Instructions by Data Type
Call Transcripts/Interviews
For extracting FAQ items from call transcripts:
Prompt
I am going to share several call transcripts with you in the attachment. These are training calls between <company name>
and their customers. I want you to extract all of the information from these calls that could be useful as future FAQ documentation for <company name>
customers. The only extractions should be product related. I want you to create at least <N>
FAQs for me in the format of Question/Answer.
FAQ Documents
Once FAQs are created or extracted, structure them in CSV format:
Prompt
I am sharing several FAQ items in Question/Answer format. Please take these FAQ items and create a two-column CSV, where column 1 will contain each question and column 2 will contain the corresponding answer. The header for column 1 should be “title” and the header for column 2 should be “content”.
Tables
For tabular data, convert tables to JSON, which enhances readability and processing by LLMs.

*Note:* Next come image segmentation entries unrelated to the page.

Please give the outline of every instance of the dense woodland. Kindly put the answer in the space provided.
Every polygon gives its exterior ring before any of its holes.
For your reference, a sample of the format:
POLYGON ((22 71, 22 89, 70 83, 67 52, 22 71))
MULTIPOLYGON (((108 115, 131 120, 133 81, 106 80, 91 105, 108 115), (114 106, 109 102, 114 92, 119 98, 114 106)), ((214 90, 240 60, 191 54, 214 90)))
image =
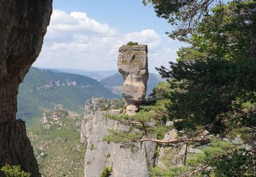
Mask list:
POLYGON ((156 69, 168 82, 136 115, 108 116, 130 128, 110 130, 104 140, 200 149, 184 166, 154 167, 153 176, 255 176, 256 1, 143 3, 175 27, 170 37, 190 45, 169 68, 156 69), (173 129, 177 137, 164 140, 173 129))

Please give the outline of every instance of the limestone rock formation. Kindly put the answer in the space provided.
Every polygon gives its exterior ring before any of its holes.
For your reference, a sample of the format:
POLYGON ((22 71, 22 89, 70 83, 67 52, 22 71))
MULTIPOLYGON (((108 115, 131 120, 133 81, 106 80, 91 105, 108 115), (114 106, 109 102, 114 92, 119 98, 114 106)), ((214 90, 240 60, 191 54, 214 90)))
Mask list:
POLYGON ((148 80, 147 46, 126 45, 119 48, 118 71, 122 75, 122 94, 127 101, 126 113, 134 114, 145 98, 148 80))
POLYGON ((19 84, 38 57, 53 0, 0 1, 0 165, 40 176, 25 123, 16 120, 19 84))
POLYGON ((85 176, 100 176, 104 167, 113 167, 111 176, 150 176, 150 169, 155 161, 156 144, 134 143, 133 146, 125 147, 121 144, 103 142, 102 138, 109 133, 109 129, 127 130, 128 127, 104 116, 104 114, 119 114, 119 110, 100 111, 95 101, 87 101, 81 126, 81 141, 87 146, 85 176))

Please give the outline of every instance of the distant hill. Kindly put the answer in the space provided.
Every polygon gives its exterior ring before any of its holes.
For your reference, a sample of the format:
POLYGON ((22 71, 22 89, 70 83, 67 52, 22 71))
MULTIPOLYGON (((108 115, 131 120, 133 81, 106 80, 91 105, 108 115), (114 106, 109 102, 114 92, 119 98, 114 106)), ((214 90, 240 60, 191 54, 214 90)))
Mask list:
POLYGON ((31 67, 19 87, 16 116, 26 119, 57 104, 82 112, 85 101, 92 96, 119 97, 92 78, 31 67))
MULTIPOLYGON (((150 73, 147 81, 147 95, 148 95, 153 88, 162 80, 159 79, 156 74, 150 73)), ((123 85, 123 78, 119 74, 102 79, 100 82, 113 93, 122 95, 122 86, 123 85)))
POLYGON ((27 134, 42 176, 83 176, 85 146, 80 142, 83 116, 47 110, 32 119, 27 134))
POLYGON ((50 70, 53 72, 63 72, 63 73, 70 73, 74 74, 79 74, 85 76, 96 80, 100 81, 105 78, 109 77, 114 75, 117 73, 116 70, 106 70, 106 71, 87 71, 82 69, 68 69, 68 68, 44 68, 41 69, 44 70, 50 70))

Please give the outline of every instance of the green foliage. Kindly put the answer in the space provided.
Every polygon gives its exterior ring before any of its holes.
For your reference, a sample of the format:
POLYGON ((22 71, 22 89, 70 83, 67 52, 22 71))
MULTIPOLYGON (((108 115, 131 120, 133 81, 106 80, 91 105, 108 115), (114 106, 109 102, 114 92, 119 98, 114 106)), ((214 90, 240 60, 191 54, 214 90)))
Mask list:
POLYGON ((138 42, 129 42, 128 43, 127 43, 128 46, 137 46, 138 45, 138 42))
POLYGON ((31 174, 20 170, 20 165, 10 165, 6 164, 1 168, 7 177, 29 177, 31 174))
MULTIPOLYGON (((190 46, 178 51, 177 62, 170 62, 169 69, 158 69, 169 82, 156 87, 150 101, 135 115, 109 115, 130 128, 111 129, 104 140, 124 144, 153 141, 165 148, 186 144, 200 150, 187 154, 184 165, 177 167, 171 163, 177 151, 170 149, 162 159, 168 170, 156 166, 152 176, 255 176, 255 150, 248 144, 255 143, 252 135, 256 130, 256 2, 234 1, 208 12, 212 1, 144 1, 173 23, 193 20, 195 14, 188 14, 188 7, 193 10, 200 3, 206 3, 205 13, 193 30, 185 23, 182 31, 173 33, 190 46), (182 35, 186 34, 185 39, 182 35), (167 120, 173 125, 167 126, 167 120), (175 143, 160 141, 174 128, 175 143), (206 142, 193 141, 205 137, 206 142)), ((195 13, 202 12, 203 6, 195 13)))
POLYGON ((100 177, 109 177, 111 175, 113 171, 112 167, 104 167, 102 172, 100 174, 100 177))
POLYGON ((27 127, 40 172, 44 176, 82 176, 85 147, 76 125, 81 116, 61 114, 55 121, 57 112, 48 111, 48 123, 42 123, 42 117, 33 118, 27 127))
MULTIPOLYGON (((210 14, 209 8, 218 5, 223 1, 176 1, 176 0, 143 0, 145 5, 152 5, 156 16, 168 20, 176 29, 167 33, 172 38, 186 41, 198 23, 210 14)), ((232 1, 239 2, 239 0, 232 1)))
POLYGON ((255 3, 216 7, 182 48, 197 53, 180 55, 171 69, 158 69, 175 91, 169 109, 178 129, 204 127, 214 133, 256 126, 252 108, 256 88, 255 3), (200 56, 197 53, 201 52, 200 56), (205 55, 207 54, 207 55, 205 55), (198 58, 199 56, 200 58, 198 58), (244 104, 251 103, 244 109, 244 104))

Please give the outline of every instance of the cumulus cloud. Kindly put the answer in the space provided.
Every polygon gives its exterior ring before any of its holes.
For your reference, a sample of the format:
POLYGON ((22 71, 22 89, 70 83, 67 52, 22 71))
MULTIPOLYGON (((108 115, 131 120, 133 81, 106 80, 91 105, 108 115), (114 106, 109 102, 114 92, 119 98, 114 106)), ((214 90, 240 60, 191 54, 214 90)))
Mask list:
POLYGON ((153 29, 124 33, 86 13, 54 10, 35 66, 85 70, 117 69, 118 48, 129 41, 147 44, 150 71, 176 57, 176 47, 153 29))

Use a unique identifier (e.g., “Customer ID”) as a reference key.
Sample Data
Prompt
I am attaching a CSV file containing customer purchase data. Please convert this table to JSON format, utilizing the <Customer ID>
column as the unique identifier for each item and nesting the other details within that <Customer ID>
.
(Alternatively, upload a table in a .doc
, .docx
, .pdf
, or similar format and adjust the prompt accordingly.)